Faire des affaires à
Singapour n’était pas une mince affaire. Si la prostitution était autorisée,
elle demeurait interdite aux mineures; plus encore, la plupart des hôtels
étaient le territoire de femmes et de cliques déjà bien installées. Elles
avaient beaucoup d’avantages sur Aizalyasni, mais de son côté, elle disposait
d’un atout inimitable : l’attrait de la chair fraîche, capable d’attiser
la convoitise d’une portion du marché qui n’aurait voulu rien d’autre.
Les voyageurs
australiens, japonais ou nord-américains qui composaient sa nouvelle clientèle se
ressemblaient à bien des égards : argentés, esseulés, affamés d’un certain
exotisme qu’Aizalyasni leur permettait d’expérimenter… L’argent affluait vers sa
mère, lui assurant un certain niveau de vie. Aizalyasni ne pouvait qu’espérer
que la distance diminue ses souffrances.
Pour sa part, ses
émotions s’étaient engourdies, encagées dans une armure capable de tenir à
distance une sensibilité qui aurait rendu sa vie impossible.

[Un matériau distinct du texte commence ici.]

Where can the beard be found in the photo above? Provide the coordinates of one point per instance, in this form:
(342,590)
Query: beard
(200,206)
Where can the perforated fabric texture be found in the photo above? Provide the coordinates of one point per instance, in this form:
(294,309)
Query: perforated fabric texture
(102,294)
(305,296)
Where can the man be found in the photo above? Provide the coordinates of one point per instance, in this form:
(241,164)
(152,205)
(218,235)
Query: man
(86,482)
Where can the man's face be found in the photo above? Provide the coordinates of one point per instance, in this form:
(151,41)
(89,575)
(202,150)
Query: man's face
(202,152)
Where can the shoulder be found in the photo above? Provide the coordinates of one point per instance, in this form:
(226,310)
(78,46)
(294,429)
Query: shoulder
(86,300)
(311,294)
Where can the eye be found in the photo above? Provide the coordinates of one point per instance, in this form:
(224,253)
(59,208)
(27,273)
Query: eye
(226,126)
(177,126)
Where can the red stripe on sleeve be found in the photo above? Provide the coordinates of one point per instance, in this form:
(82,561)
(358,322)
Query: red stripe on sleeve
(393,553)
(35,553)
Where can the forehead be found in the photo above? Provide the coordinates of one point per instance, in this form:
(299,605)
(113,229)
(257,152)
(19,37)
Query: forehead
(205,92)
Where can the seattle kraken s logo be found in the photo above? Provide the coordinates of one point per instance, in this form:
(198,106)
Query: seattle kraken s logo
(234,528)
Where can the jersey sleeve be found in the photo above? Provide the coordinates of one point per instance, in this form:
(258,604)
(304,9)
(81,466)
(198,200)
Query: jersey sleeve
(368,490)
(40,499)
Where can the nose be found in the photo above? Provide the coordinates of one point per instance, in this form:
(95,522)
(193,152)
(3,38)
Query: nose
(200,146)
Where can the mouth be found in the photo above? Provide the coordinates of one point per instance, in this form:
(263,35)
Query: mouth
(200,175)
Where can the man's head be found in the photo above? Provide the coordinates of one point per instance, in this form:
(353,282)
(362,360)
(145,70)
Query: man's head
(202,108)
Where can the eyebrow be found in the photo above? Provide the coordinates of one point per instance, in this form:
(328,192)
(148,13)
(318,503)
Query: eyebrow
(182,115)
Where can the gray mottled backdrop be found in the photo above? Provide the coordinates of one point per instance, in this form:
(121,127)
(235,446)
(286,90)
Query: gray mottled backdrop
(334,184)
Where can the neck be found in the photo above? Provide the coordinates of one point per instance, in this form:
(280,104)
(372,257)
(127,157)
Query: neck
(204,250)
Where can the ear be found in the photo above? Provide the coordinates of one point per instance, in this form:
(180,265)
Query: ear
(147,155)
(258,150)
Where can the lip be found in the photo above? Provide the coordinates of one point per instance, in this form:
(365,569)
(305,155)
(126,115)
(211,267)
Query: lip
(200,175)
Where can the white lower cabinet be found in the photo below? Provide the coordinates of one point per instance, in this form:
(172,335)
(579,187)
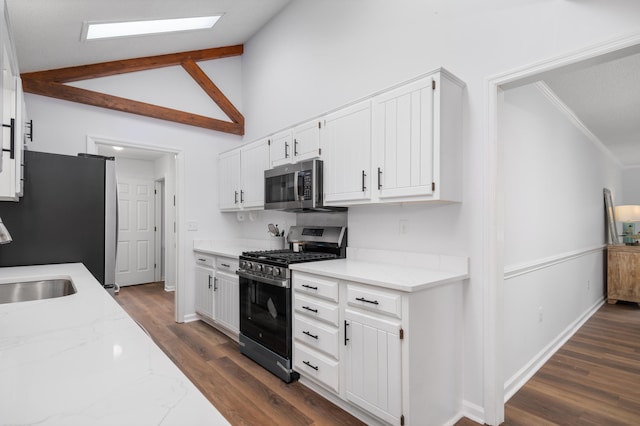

Elle ne ressentait
plus d’affection ni de haine envers qui que ce soit, à part peut-être une sorte
d’attachement envers ses chaussures favorites. Même le malaise qui avait
accompagné les premières fois qu’elle avait ouvert ses jambes en échange
d’argent n’était plus qu’un souvenir lointain.
Après quelques mois de
cette nouvelle routine, un client lui avait dit en se rhabillant qu’une jolie
fille comme elle ferait fortune dans son pays. Les montants mentionnés par
l’homme avaient semblé exagérés, mais quelques recherches sur Internet avaient
confirmé qu’il disait vrai.
Aizalyasni n’était pas
inconsciente au point de croire qu’elle pourrait travailler indéfiniment en
marge des lois dans la ville la plus réglementée au monde. Plus rien ne la
retenait en Malaisie, encore moins à Singapour. Elle s’était envolée à la
première occasion vers La Cité avec toutes ses possessions dans ses bagages. Elle
avait tout juste quinze ans.
Un charmant jeune
homme du nom de Jay l’avait approchée à son arrivée à la gare d’autobus de La
Cité. Il l’avait fait manger, il l’avait amenée chez lui – un demi-sous-sol à
la limite de la salubrité – et ils avaient couché ensemble le soir même. Elle
n’avait pas été surprise quand, quelques semaines plus tard, il avait évoqué la
possibilité qu’elle travaille pour lui
pour compenser ses largesses toutes relatives. C’est lui qui avait été surpris de
la voir accepter sans demander d’être convaincue.
Travailler pour Jay
rapportait déjà plus d’argent qu’à Singapour – malgré la part qu’il gardait
pour lui. Son « bienfaiteur » était toutefois plus engagé dans des
histoires de drogues que de prostitution; avec son accord, elle s’était mise à
travailler avec une agence qui fermait les yeux sur son âge pour mieux en tirer
profit.
C’est ainsi
qu’Aizalyasni était devenue Megan.
Lorsque Szasz l’avait
prise sous son aile – le seul de ses clients pour qui le fait qu’elle soit
désormais majeure représentait un avantage –, elle avait entrevu la possibilité
d’un meilleur quotidien… Elle s’était apprêtée à quitter l’appartement miteux
de Jay lorsque le destin avait précipité les choses…
Des coups de feu… Une
longue convalescence… Puis Madame… Le retour aux études… Le travail au salaire
minimum… Puis la découverte de son talent naturel… Et sa fusion spirituelle
avec deux autres individus qui l’avait propulsée dans un univers dont elle
n’avait jamais soupçonné l’existence.
Pour la première fois
de sa vie, elle comprenait réellement ce que signifiait être aimée.
Et, du coup, elle
avait appris à aimer elle aussi.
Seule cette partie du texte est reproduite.